Und so hatte sich ein paar Tage vor Beginn der Wanderung ein beinahe unübersichtlicher Tross von Männern mit sehr viel Zeug an einer Ausfallstraße am Stadtrand von Kathmandu zur Abfahrt mit dem Bus in Richtung Osten getroffen. Es ging auf der sogenannten Autobahn in Richtung Pokhara und Indien. Um uns herum suchten Hunde in Müllhaufen nach Essbarem, überfüllte Busse brachten Pendler ins Stadtzentrum, bunt bemalte indische Lastwagen bliesen schwarze Abgasschwaden in die kühle Morgenluft. Unser erstes Ziel, das Örtchen Sothikhola, lag hundertdreißig Kilometer von Kathmandu entfernt. Auf Google Maps sah das nicht weit aus, aber die Realität verhält sich oft anders als eine digitale Karte, besonders in Nepal. Hundertdreißig Kilometer, anderthalb Stunden? Vergiss es. Hundertdreißig Kilometer können hier schon mal einen ganzen Tag Fahrt über holprige, staubige Pisten bedeuten. Wenn alles gutgeht. Wenn es nicht gutgeht, was öfter mal vorkommt, bricht unterwegs eine Achse, ein Reifen platzt, oder schlimmer noch, die Bremsen versagen, und der Bus stürzt in eine Schlucht. Oder vor einem stürzt ein anderes Fahrzeug in die Schlucht, und die Straße wird auf unbestimmte Zeit gesperrt, bis sich die Rettungsfahrzeuge den Weg durch den Monsterstau gebahnt haben.
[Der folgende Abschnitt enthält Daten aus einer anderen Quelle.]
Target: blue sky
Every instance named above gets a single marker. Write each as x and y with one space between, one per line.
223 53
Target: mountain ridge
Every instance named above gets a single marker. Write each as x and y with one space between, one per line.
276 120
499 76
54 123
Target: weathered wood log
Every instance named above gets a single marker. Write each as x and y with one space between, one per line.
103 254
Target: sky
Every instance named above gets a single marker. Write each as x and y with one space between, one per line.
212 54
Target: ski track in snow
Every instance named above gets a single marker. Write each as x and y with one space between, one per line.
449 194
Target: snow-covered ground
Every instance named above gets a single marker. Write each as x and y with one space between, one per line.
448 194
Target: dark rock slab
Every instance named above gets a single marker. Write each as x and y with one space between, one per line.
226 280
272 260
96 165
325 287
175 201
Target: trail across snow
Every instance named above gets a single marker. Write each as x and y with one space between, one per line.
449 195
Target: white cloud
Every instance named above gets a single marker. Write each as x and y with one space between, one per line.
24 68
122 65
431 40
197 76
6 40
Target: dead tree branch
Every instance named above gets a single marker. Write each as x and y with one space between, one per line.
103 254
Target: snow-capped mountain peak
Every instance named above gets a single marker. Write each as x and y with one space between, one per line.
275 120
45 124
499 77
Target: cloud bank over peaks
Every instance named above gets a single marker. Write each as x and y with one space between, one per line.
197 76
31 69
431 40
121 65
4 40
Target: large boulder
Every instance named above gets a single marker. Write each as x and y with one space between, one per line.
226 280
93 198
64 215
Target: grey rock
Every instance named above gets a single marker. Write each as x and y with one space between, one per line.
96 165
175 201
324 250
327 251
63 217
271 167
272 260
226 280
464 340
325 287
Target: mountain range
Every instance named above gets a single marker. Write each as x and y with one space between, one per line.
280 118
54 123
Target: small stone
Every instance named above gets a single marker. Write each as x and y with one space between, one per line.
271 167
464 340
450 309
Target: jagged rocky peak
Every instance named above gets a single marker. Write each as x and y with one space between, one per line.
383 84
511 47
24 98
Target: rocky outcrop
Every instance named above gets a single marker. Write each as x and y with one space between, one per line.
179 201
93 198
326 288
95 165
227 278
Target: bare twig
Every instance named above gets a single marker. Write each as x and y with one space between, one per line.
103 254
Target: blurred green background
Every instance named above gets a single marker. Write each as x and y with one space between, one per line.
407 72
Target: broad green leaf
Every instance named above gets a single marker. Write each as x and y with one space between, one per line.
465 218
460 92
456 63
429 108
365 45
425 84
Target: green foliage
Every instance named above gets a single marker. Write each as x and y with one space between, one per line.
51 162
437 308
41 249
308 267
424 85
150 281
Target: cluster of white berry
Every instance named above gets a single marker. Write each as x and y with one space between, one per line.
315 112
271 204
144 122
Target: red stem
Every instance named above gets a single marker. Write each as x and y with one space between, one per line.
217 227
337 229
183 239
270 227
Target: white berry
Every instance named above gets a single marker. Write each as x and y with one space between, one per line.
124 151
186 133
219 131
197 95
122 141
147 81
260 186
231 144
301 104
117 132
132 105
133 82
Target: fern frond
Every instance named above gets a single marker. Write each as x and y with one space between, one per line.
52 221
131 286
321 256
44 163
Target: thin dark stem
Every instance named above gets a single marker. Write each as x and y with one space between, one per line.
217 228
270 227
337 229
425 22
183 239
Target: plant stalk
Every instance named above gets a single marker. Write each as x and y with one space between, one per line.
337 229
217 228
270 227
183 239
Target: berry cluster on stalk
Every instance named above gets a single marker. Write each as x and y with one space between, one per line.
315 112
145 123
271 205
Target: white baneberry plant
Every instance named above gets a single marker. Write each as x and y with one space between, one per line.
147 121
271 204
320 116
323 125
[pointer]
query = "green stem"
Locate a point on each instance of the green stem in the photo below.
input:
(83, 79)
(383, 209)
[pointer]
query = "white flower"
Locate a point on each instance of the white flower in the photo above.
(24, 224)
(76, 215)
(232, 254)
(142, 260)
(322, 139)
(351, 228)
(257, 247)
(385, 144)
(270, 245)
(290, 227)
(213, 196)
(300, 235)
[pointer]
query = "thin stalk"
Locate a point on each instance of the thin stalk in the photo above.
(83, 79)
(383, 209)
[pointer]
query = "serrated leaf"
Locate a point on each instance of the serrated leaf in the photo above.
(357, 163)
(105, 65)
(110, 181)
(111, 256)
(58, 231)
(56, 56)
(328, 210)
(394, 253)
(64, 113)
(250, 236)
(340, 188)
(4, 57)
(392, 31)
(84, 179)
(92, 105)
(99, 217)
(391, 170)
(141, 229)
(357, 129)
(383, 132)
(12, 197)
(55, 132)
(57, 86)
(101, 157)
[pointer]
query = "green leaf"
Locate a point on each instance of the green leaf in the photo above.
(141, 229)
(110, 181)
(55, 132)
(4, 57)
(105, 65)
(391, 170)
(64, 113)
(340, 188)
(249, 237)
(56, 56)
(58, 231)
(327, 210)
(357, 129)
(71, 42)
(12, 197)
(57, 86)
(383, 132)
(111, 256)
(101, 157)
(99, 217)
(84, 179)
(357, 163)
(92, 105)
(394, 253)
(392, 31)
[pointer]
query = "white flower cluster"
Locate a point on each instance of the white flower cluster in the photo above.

Kami trug einen weißen Mundschutz, der mit weißen Gummibändchen in Position gehalten wurde. Er sah damit aus wie ein Zahnarzt, zumal er auch ein weißes Hemd, eine weiße Hose und eine weiße Kappe trug. Er hatte sogar einen Alukoffer mit Medikamenten, Verbandsmaterial und Notfallausrüstung dabei. Hoffentlich waren darin auch starke Betäubungsmittel, je länger wir fuhren, desto sicherer war ich mir, dass wir sie brauchen könnten.

Kami saß im Bus in der Reihe hinter mir. Unter der weißen Maske, die sein halbes Gesicht bedeckte, kamen seltsame Töne hervor: «Ooom ooom mantra mani murmel murmel, om murmel murmel.» So ging das die ganze Zeit. Erst dachte ich, der Mann führe ständig Selbstgespräche. Dann kapierte ich: Kami betete. Er sagte Mantras auf, den ganzen Tag lang. An heiklen Stellen, etwa vor Brücken, in besonders engen Kurven oder auf Strecken mit steilem Gefälle, wurde das Gemurmel intensiver.

Das Problem war allerdings: Die Strecke von Kathmandu nach Sothikhola bestand mehr oder weniger durchgehend aus heiklen Stellen. Es fielen eher jene Stellen auf, die nicht heikel wirkten, etwa weil sie geteert waren, geradeaus verliefen, nicht an einem tausend Meter tiefen Abgrund vorbeiführten und frei waren von heiligen Kühen, heimtückischen Löchern und ausgebrannten Wracks. Wir waren um sieben Uhr morgens in Kathmandu aufgebrochen und kamen gegen achtzehn Uhr an unserem Ziel an, waren also beinahe elf Stunden auf heikler Mission unterwegs.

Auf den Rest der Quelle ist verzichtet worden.